Cette proposition est le fruit d'une méthodologie qui utilise les vastes archives qui subsistent pour de nombreuses seigneuries aux Archives de l'État en Belgique (AGR) afin de mettre l'histoire politique des Pays-Bas du Sud sur une base nouvelle et optimisée. Ce faisant, le projet abordera également les difficultés persistantes en matière d'accessibilité des archives seigneuriales.
L'équipe LORD vise à intervenir de manière significative dans les débats actuels sur la nature et la dynamique de la formation des Etats européens depuis la fin du Moyen Âge jusqu'à la fin de l’AR. Le projet n’est pas seulement innovant en ce qui concerne l'historiographie de la formation des Etats dans les Pays-Bas du Sud, mais il aborde également certaines questions clés qui font l'objet de discussions au niveau international. En outre, le projet vise à générer une nouvelle expertise pour les AGR en matière de gestion, de catalogage et de valorisation de la vaste collection, encore peu étudiée, de documents seigneuriaux qui sont pertinents pour un large éventail de sujets de recherche. Les outils heuristiques, les répertoires, les cartes et les bases de données générés par ce projet permettront tant au personnel des ESF qu'aux utilisateurs de leurs collections de naviguer plus facilement et plus efficacement dans les documents seigneuriaux. Enfin, ce projet permettra également de sensibiliser le public à l'impact et au rôle des seigneurs et des seigneuries dans le passé belge, grâce à une série de publications et de communications non spécialisées.
Pour la valorisation académique du projet de recherche, le projet aura recours aux conférences (inter)nationales récurrentes existantes. Les deux doctorants et le chercheur postdoctoral présenteront les résultats provisoires de leurs projets de recherche respectifs lors d'au moins deux conférences chacun. Les superviseurs de ce projet contribueront également à ces communications et présentations. Les présentations ouvriront la voie aux publications énumérées ci-dessus. Grâce à ces documents et publications, les résultats du projet seront communiqués à un public varié.
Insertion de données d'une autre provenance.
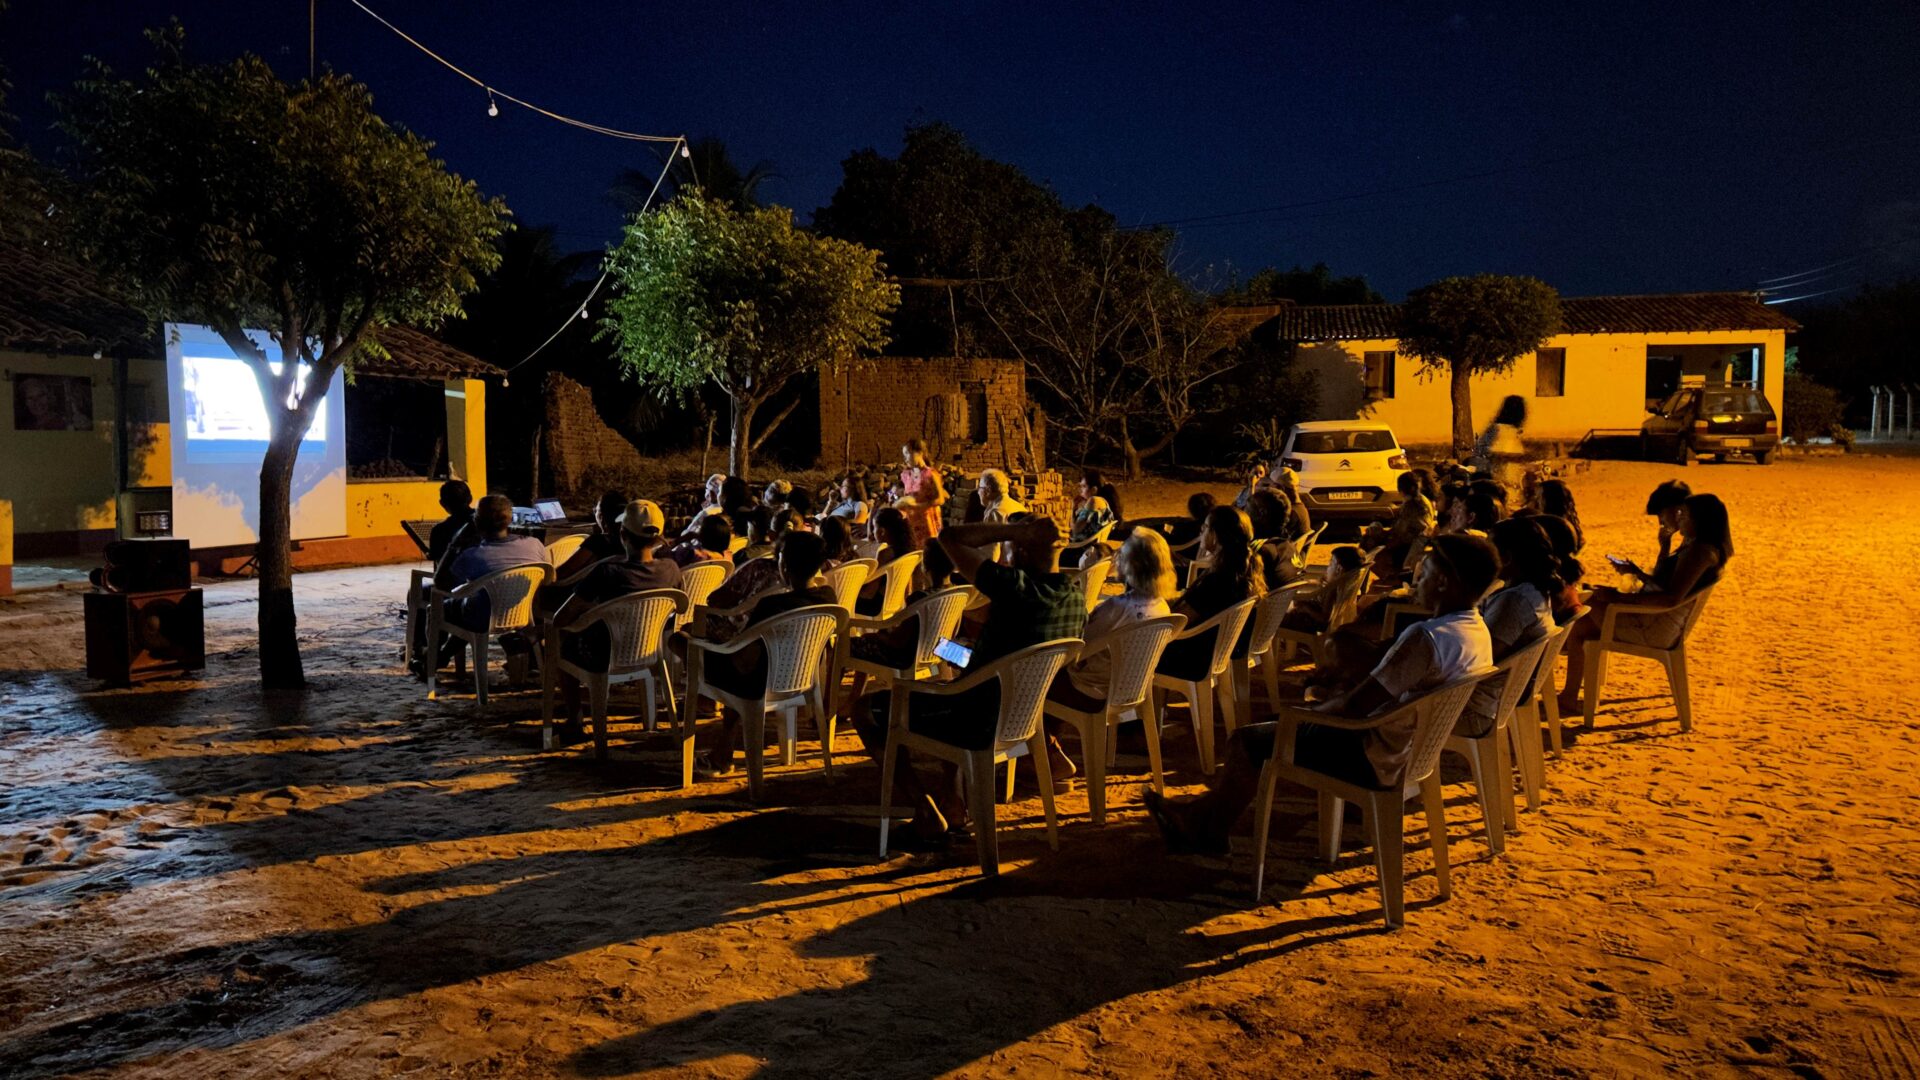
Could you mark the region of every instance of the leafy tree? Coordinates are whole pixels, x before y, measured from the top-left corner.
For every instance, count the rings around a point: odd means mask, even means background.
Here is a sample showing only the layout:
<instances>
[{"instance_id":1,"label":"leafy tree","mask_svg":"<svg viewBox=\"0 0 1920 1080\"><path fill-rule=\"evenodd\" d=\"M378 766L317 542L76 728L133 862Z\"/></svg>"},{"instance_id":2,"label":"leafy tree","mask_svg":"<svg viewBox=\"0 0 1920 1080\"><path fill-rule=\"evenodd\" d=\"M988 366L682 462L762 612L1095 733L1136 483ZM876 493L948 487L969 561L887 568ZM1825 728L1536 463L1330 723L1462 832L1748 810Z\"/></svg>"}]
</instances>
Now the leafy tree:
<instances>
[{"instance_id":1,"label":"leafy tree","mask_svg":"<svg viewBox=\"0 0 1920 1080\"><path fill-rule=\"evenodd\" d=\"M1920 278L1863 286L1837 304L1799 316L1799 368L1838 390L1864 427L1874 386L1914 382L1913 343L1920 339ZM1904 404L1902 405L1904 408ZM1789 411L1788 422L1792 422Z\"/></svg>"},{"instance_id":2,"label":"leafy tree","mask_svg":"<svg viewBox=\"0 0 1920 1080\"><path fill-rule=\"evenodd\" d=\"M6 2L0 0L0 19L6 13ZM0 68L0 240L25 241L50 231L50 195L46 170L14 140L14 116L7 111L12 90L13 83Z\"/></svg>"},{"instance_id":3,"label":"leafy tree","mask_svg":"<svg viewBox=\"0 0 1920 1080\"><path fill-rule=\"evenodd\" d=\"M1132 480L1140 478L1147 458L1171 449L1180 433L1209 411L1210 388L1245 359L1221 305L1177 275L1161 275L1141 302L1138 407L1129 415L1144 415L1157 435L1137 446L1132 423L1122 418L1120 449Z\"/></svg>"},{"instance_id":4,"label":"leafy tree","mask_svg":"<svg viewBox=\"0 0 1920 1080\"><path fill-rule=\"evenodd\" d=\"M95 64L57 105L80 197L80 250L156 319L202 323L252 368L270 437L260 467L260 674L304 684L289 492L336 373L380 355L383 327L460 310L497 261L504 207L389 127L352 79L289 86L264 60L187 62L176 23L151 68ZM245 328L265 328L278 356Z\"/></svg>"},{"instance_id":5,"label":"leafy tree","mask_svg":"<svg viewBox=\"0 0 1920 1080\"><path fill-rule=\"evenodd\" d=\"M1419 357L1423 371L1451 380L1456 456L1473 449L1473 377L1511 371L1559 331L1560 294L1530 277L1452 277L1407 295L1400 348Z\"/></svg>"},{"instance_id":6,"label":"leafy tree","mask_svg":"<svg viewBox=\"0 0 1920 1080\"><path fill-rule=\"evenodd\" d=\"M621 363L662 396L723 391L727 467L743 477L791 411L756 439L760 406L799 375L885 345L900 299L877 252L796 229L785 208L736 210L691 190L629 222L608 266L602 327Z\"/></svg>"},{"instance_id":7,"label":"leafy tree","mask_svg":"<svg viewBox=\"0 0 1920 1080\"><path fill-rule=\"evenodd\" d=\"M771 161L756 161L741 168L727 150L727 144L720 139L693 140L687 144L686 157L680 156L677 146L661 146L654 152L659 156L658 164L651 169L620 170L613 186L607 190L607 197L622 213L637 214L646 209L647 196L653 194L656 181L660 182L660 191L654 195L656 203L665 203L681 192L699 188L710 199L747 209L762 205L762 184L780 179L780 174L773 171ZM663 166L667 170L667 178L661 181L660 169Z\"/></svg>"},{"instance_id":8,"label":"leafy tree","mask_svg":"<svg viewBox=\"0 0 1920 1080\"><path fill-rule=\"evenodd\" d=\"M1003 342L977 286L1052 258L1067 243L1067 216L1051 189L951 126L928 123L907 129L897 158L866 149L842 162L840 187L813 224L879 249L905 284L892 351L978 356Z\"/></svg>"},{"instance_id":9,"label":"leafy tree","mask_svg":"<svg viewBox=\"0 0 1920 1080\"><path fill-rule=\"evenodd\" d=\"M1296 266L1281 270L1269 266L1244 282L1233 282L1221 290L1222 304L1271 304L1291 300L1296 304L1384 304L1386 300L1367 279L1354 274L1334 277L1326 263L1314 263L1312 269Z\"/></svg>"}]
</instances>

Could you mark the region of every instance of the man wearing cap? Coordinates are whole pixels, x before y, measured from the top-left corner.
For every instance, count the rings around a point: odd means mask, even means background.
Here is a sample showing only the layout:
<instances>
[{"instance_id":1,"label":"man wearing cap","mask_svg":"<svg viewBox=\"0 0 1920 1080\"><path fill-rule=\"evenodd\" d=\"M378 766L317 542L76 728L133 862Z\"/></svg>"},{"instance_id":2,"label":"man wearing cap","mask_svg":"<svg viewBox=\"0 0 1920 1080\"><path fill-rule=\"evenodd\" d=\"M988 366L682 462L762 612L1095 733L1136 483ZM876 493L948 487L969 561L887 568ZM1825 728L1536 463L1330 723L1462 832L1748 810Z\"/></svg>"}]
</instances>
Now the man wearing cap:
<instances>
[{"instance_id":1,"label":"man wearing cap","mask_svg":"<svg viewBox=\"0 0 1920 1080\"><path fill-rule=\"evenodd\" d=\"M617 600L649 589L680 587L680 565L672 559L656 559L654 548L660 543L660 531L667 519L660 507L648 499L635 499L614 518L619 525L620 544L626 557L603 562L587 571L574 587L573 595L554 612L557 626L566 626L596 604ZM566 658L588 670L604 670L612 650L606 626L591 626L583 633L561 638ZM580 723L580 683L566 672L559 675L560 693L567 704L567 723Z\"/></svg>"}]
</instances>

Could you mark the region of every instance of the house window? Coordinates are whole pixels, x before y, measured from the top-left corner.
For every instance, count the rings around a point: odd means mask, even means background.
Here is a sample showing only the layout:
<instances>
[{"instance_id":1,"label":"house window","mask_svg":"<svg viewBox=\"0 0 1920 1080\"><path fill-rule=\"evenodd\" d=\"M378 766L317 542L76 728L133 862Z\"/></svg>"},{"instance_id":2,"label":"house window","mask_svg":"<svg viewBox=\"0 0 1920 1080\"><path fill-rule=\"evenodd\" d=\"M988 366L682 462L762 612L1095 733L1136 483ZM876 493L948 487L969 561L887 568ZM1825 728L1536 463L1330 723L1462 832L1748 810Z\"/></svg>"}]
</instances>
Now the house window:
<instances>
[{"instance_id":1,"label":"house window","mask_svg":"<svg viewBox=\"0 0 1920 1080\"><path fill-rule=\"evenodd\" d=\"M1367 400L1393 396L1393 353L1370 352L1362 358L1367 368Z\"/></svg>"},{"instance_id":2,"label":"house window","mask_svg":"<svg viewBox=\"0 0 1920 1080\"><path fill-rule=\"evenodd\" d=\"M1533 396L1560 397L1567 392L1567 350L1541 349L1533 354Z\"/></svg>"},{"instance_id":3,"label":"house window","mask_svg":"<svg viewBox=\"0 0 1920 1080\"><path fill-rule=\"evenodd\" d=\"M960 392L967 396L967 438L975 446L987 444L987 384L963 382Z\"/></svg>"}]
</instances>

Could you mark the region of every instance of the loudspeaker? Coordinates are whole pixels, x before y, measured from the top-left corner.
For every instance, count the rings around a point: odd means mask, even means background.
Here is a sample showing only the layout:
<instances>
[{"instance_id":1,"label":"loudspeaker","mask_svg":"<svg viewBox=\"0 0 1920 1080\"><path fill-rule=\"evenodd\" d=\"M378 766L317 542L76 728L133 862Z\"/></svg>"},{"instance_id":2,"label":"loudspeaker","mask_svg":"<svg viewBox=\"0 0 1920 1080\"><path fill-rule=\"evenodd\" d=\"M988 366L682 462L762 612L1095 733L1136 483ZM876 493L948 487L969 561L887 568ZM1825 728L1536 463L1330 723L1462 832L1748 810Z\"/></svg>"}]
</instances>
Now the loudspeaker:
<instances>
[{"instance_id":1,"label":"loudspeaker","mask_svg":"<svg viewBox=\"0 0 1920 1080\"><path fill-rule=\"evenodd\" d=\"M101 553L105 565L93 583L113 592L141 593L193 585L193 559L185 540L115 540Z\"/></svg>"},{"instance_id":2,"label":"loudspeaker","mask_svg":"<svg viewBox=\"0 0 1920 1080\"><path fill-rule=\"evenodd\" d=\"M90 592L83 602L90 677L127 686L207 666L199 589Z\"/></svg>"}]
</instances>

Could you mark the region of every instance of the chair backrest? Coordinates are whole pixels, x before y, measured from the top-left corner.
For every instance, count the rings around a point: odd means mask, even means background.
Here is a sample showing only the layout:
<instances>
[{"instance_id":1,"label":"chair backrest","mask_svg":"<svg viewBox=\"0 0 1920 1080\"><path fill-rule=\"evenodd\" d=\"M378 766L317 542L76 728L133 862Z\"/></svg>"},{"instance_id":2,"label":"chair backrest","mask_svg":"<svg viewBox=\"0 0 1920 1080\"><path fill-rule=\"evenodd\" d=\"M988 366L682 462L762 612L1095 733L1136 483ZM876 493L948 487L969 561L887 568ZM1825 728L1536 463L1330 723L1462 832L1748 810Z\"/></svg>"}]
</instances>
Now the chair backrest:
<instances>
[{"instance_id":1,"label":"chair backrest","mask_svg":"<svg viewBox=\"0 0 1920 1080\"><path fill-rule=\"evenodd\" d=\"M680 570L680 591L687 594L688 601L700 605L707 602L713 590L726 583L732 576L733 567L719 560L697 562Z\"/></svg>"},{"instance_id":2,"label":"chair backrest","mask_svg":"<svg viewBox=\"0 0 1920 1080\"><path fill-rule=\"evenodd\" d=\"M1468 675L1455 679L1401 706L1414 711L1412 752L1407 757L1406 775L1400 782L1403 793L1411 795L1419 791L1420 781L1431 776L1439 766L1440 751L1446 749L1453 725L1473 697L1474 687L1486 678L1486 675Z\"/></svg>"},{"instance_id":3,"label":"chair backrest","mask_svg":"<svg viewBox=\"0 0 1920 1080\"><path fill-rule=\"evenodd\" d=\"M860 599L860 589L867 583L867 575L873 573L872 559L848 559L839 566L826 572L827 587L833 590L834 602L848 611Z\"/></svg>"},{"instance_id":4,"label":"chair backrest","mask_svg":"<svg viewBox=\"0 0 1920 1080\"><path fill-rule=\"evenodd\" d=\"M547 561L555 566L559 566L568 559L573 558L573 553L579 551L580 545L586 542L586 533L572 533L563 536L547 545Z\"/></svg>"},{"instance_id":5,"label":"chair backrest","mask_svg":"<svg viewBox=\"0 0 1920 1080\"><path fill-rule=\"evenodd\" d=\"M733 539L727 541L727 554L738 555L745 550L747 550L746 537L736 536Z\"/></svg>"},{"instance_id":6,"label":"chair backrest","mask_svg":"<svg viewBox=\"0 0 1920 1080\"><path fill-rule=\"evenodd\" d=\"M553 577L550 563L528 563L475 578L460 591L487 594L487 633L504 634L533 625L533 594Z\"/></svg>"},{"instance_id":7,"label":"chair backrest","mask_svg":"<svg viewBox=\"0 0 1920 1080\"><path fill-rule=\"evenodd\" d=\"M854 542L853 550L861 558L873 559L877 562L880 559L880 549L886 546L884 540L858 540Z\"/></svg>"},{"instance_id":8,"label":"chair backrest","mask_svg":"<svg viewBox=\"0 0 1920 1080\"><path fill-rule=\"evenodd\" d=\"M913 588L913 575L924 558L926 556L918 551L909 551L880 568L881 580L885 582L880 590L881 618L892 618L906 605L907 593Z\"/></svg>"},{"instance_id":9,"label":"chair backrest","mask_svg":"<svg viewBox=\"0 0 1920 1080\"><path fill-rule=\"evenodd\" d=\"M1130 709L1147 699L1153 689L1153 669L1160 654L1187 625L1185 615L1161 615L1128 623L1113 632L1107 645L1107 708Z\"/></svg>"},{"instance_id":10,"label":"chair backrest","mask_svg":"<svg viewBox=\"0 0 1920 1080\"><path fill-rule=\"evenodd\" d=\"M1000 725L995 740L1002 746L1033 738L1040 727L1040 710L1047 688L1069 660L1080 655L1079 638L1059 638L1029 645L995 660L987 671L1000 680Z\"/></svg>"},{"instance_id":11,"label":"chair backrest","mask_svg":"<svg viewBox=\"0 0 1920 1080\"><path fill-rule=\"evenodd\" d=\"M667 624L692 606L679 589L648 589L588 608L581 612L579 625L606 624L613 646L607 673L623 675L659 663L667 644Z\"/></svg>"},{"instance_id":12,"label":"chair backrest","mask_svg":"<svg viewBox=\"0 0 1920 1080\"><path fill-rule=\"evenodd\" d=\"M1307 565L1307 556L1313 554L1313 545L1320 542L1320 534L1326 531L1327 523L1323 521L1317 527L1309 529L1305 536L1293 542L1293 564L1295 566Z\"/></svg>"},{"instance_id":13,"label":"chair backrest","mask_svg":"<svg viewBox=\"0 0 1920 1080\"><path fill-rule=\"evenodd\" d=\"M846 635L847 609L838 604L795 608L753 630L767 649L767 700L792 697L819 680L821 653L834 635Z\"/></svg>"},{"instance_id":14,"label":"chair backrest","mask_svg":"<svg viewBox=\"0 0 1920 1080\"><path fill-rule=\"evenodd\" d=\"M1253 636L1247 641L1248 656L1259 656L1273 645L1273 635L1280 631L1280 620L1287 617L1294 600L1312 586L1311 581L1290 581L1261 599L1253 609Z\"/></svg>"},{"instance_id":15,"label":"chair backrest","mask_svg":"<svg viewBox=\"0 0 1920 1080\"><path fill-rule=\"evenodd\" d=\"M1683 604L1691 605L1687 609L1687 624L1680 629L1681 641L1687 640L1687 637L1693 633L1693 624L1699 622L1700 613L1707 610L1707 597L1713 595L1713 590L1719 587L1720 583L1716 581L1681 601Z\"/></svg>"},{"instance_id":16,"label":"chair backrest","mask_svg":"<svg viewBox=\"0 0 1920 1080\"><path fill-rule=\"evenodd\" d=\"M1324 526L1322 526L1324 528ZM1347 575L1338 588L1333 591L1327 604L1327 633L1360 618L1360 594L1365 591L1369 572L1364 568L1360 572Z\"/></svg>"},{"instance_id":17,"label":"chair backrest","mask_svg":"<svg viewBox=\"0 0 1920 1080\"><path fill-rule=\"evenodd\" d=\"M1540 670L1540 658L1553 646L1553 639L1562 633L1564 631L1556 630L1551 634L1542 634L1508 653L1506 659L1494 665L1490 678L1506 676L1506 680L1500 684L1500 699L1493 711L1493 715L1502 723L1513 715L1515 706L1532 692L1534 674Z\"/></svg>"},{"instance_id":18,"label":"chair backrest","mask_svg":"<svg viewBox=\"0 0 1920 1080\"><path fill-rule=\"evenodd\" d=\"M1073 583L1086 594L1088 614L1100 606L1100 590L1106 587L1107 578L1112 575L1112 559L1100 559L1091 566L1083 566L1073 572Z\"/></svg>"},{"instance_id":19,"label":"chair backrest","mask_svg":"<svg viewBox=\"0 0 1920 1080\"><path fill-rule=\"evenodd\" d=\"M940 644L941 638L950 638L960 629L960 619L972 599L970 586L951 585L935 589L913 602L912 610L919 613L920 620L920 640L913 652L914 667L925 667L939 659L933 655L934 647Z\"/></svg>"},{"instance_id":20,"label":"chair backrest","mask_svg":"<svg viewBox=\"0 0 1920 1080\"><path fill-rule=\"evenodd\" d=\"M1549 680L1553 678L1553 665L1560 659L1560 650L1566 648L1567 638L1573 636L1573 624L1579 622L1580 616L1586 611L1586 608L1581 608L1573 618L1547 635L1547 647L1540 653L1540 662L1534 665L1533 678L1527 680L1527 692L1520 700L1532 700L1543 688L1551 691L1552 683Z\"/></svg>"},{"instance_id":21,"label":"chair backrest","mask_svg":"<svg viewBox=\"0 0 1920 1080\"><path fill-rule=\"evenodd\" d=\"M1217 677L1227 670L1227 662L1233 658L1233 647L1240 642L1240 631L1246 629L1247 620L1253 617L1253 606L1257 603L1259 603L1258 599L1249 596L1206 622L1188 627L1180 634L1183 638L1190 638L1198 637L1209 630L1215 631L1213 663L1207 668L1209 674Z\"/></svg>"}]
</instances>

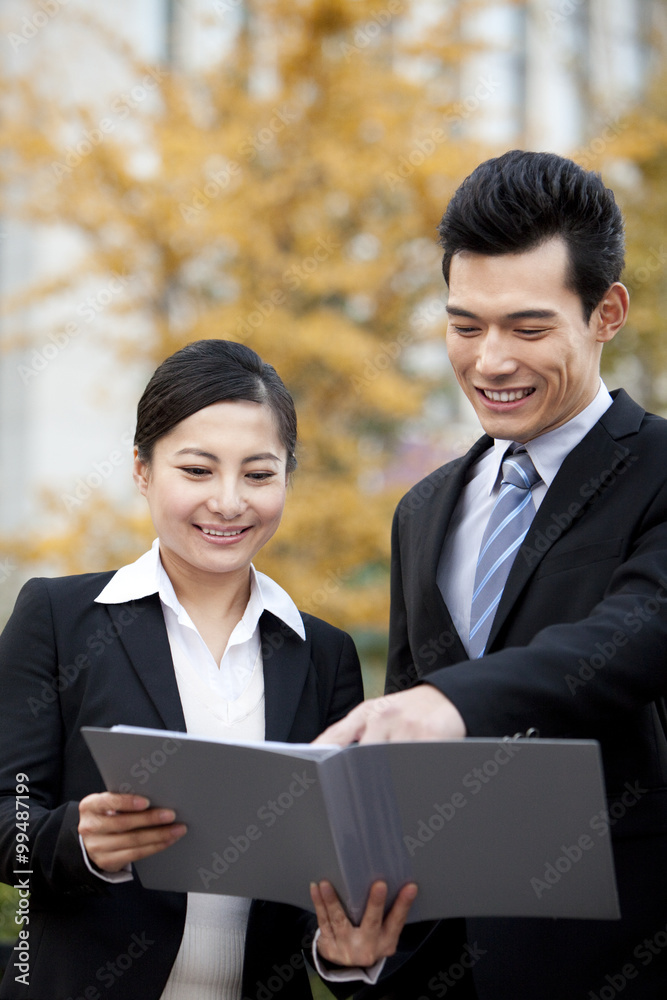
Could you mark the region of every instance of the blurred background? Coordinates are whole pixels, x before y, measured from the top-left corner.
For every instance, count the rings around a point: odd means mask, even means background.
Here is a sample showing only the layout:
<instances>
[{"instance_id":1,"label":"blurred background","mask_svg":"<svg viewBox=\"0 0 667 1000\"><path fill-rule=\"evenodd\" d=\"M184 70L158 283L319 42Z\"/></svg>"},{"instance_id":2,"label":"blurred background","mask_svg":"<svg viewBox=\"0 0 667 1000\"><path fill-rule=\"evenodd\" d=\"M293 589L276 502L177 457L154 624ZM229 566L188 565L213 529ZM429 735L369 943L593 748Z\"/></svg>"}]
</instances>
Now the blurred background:
<instances>
[{"instance_id":1,"label":"blurred background","mask_svg":"<svg viewBox=\"0 0 667 1000\"><path fill-rule=\"evenodd\" d=\"M3 0L0 624L29 576L150 544L139 395L235 339L300 420L257 565L379 693L394 505L479 433L435 243L479 161L548 149L614 188L632 308L604 374L667 412L666 45L667 0Z\"/></svg>"}]
</instances>

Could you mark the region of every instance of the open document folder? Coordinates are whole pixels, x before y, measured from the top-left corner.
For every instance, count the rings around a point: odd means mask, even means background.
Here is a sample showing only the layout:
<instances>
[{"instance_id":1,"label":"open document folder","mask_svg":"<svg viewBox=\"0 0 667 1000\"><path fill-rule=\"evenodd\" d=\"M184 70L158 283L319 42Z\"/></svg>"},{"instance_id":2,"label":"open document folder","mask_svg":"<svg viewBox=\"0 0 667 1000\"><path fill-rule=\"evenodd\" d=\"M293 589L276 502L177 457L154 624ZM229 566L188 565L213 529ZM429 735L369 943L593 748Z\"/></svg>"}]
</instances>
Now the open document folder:
<instances>
[{"instance_id":1,"label":"open document folder","mask_svg":"<svg viewBox=\"0 0 667 1000\"><path fill-rule=\"evenodd\" d=\"M327 878L358 922L368 889L419 885L409 920L619 916L599 746L465 739L344 749L84 728L106 787L174 809L185 836L135 864L149 889L312 910Z\"/></svg>"}]
</instances>

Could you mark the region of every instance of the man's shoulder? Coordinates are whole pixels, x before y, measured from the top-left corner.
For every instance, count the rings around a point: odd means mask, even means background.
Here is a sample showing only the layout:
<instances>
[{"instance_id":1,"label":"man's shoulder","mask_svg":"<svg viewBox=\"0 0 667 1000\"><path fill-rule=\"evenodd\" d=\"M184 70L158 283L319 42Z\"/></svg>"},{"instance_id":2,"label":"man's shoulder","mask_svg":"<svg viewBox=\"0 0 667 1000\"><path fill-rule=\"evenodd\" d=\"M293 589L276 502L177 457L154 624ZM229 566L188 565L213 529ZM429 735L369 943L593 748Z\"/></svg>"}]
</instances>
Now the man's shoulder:
<instances>
[{"instance_id":1,"label":"man's shoulder","mask_svg":"<svg viewBox=\"0 0 667 1000\"><path fill-rule=\"evenodd\" d=\"M612 393L613 403L599 424L630 448L652 448L667 441L667 420L637 403L624 389Z\"/></svg>"}]
</instances>

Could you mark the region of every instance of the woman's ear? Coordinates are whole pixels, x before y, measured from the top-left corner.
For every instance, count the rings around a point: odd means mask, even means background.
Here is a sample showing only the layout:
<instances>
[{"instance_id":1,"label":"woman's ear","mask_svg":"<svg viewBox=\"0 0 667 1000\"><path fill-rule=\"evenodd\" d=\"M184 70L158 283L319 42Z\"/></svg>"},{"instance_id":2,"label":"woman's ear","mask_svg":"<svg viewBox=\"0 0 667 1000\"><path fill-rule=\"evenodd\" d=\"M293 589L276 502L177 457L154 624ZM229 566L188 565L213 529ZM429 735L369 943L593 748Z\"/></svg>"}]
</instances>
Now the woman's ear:
<instances>
[{"instance_id":1,"label":"woman's ear","mask_svg":"<svg viewBox=\"0 0 667 1000\"><path fill-rule=\"evenodd\" d=\"M150 465L139 458L139 449L134 449L134 464L132 466L132 478L137 484L137 489L142 496L146 496L148 480L150 475Z\"/></svg>"}]
</instances>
Les médias sociaux et les bulletins d'information des Archives de l’Etat en Belgique et du département d'histoire de l'Université de Gand communiqueront les résultats de ce projet de recherche à un public d’historiens universitaires, professionnels, et amateurs. Pour finir, Buylaert et Lambrecht reprendront le thème des seigneuries et de la formation des Etats dans les séminaires de recherche sur l’histoire médiévale et moderne qu’ils organisent à l'Université de Gand. Dans ces séminaires, les étudiants collaboreront avec des doctorants et le chercheur post-doc en exploitant les sources originales conservées aux Archives de l’Etat en Belgique.